Secondly, due to changes in various facilities and the economy, people often dedicate their entire time to work to improve their living standards. Consequently, recreational personalities play a significant role in addressing mental health issues. With hectic lifestyles, individuals often face mental challenges such as trauma and stress. As a result, they seek leisure time to enjoy entertainment. Some people, like sports athletes, excel in their fields and manage to do so without the stress that often accompanies other professions, thanks to their innate talent. Moreover, sports and leisure programs are crucial in preventing individuals, especially youth, from breaking rules.

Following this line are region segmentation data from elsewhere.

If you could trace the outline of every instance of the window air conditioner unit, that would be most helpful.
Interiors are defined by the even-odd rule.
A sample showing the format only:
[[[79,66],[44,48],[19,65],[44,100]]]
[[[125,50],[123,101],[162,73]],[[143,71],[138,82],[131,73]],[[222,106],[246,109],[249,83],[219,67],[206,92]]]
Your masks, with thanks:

For instance, by providing enjoyable activities, they encourage students to watch movies and engage in sports, which keeps them occupied and reduces the likelihood of committing crimes. Generally, while doctors help people maintain their health, recreational figures like actors and singers also contribute positively to society. Hence, both categories should receive comparable income.
In conclusion, it is undeniable that doctors and teachers make a significant contribution to society through healthcare and education, which benefits future generations. However, the participation of sports athletes and celebrities cannot be disregarded, as they help address the mental health issues faced by many workers. Consequently, I disagree with the notion that only traditional professionals should be prioritized in terms of pay.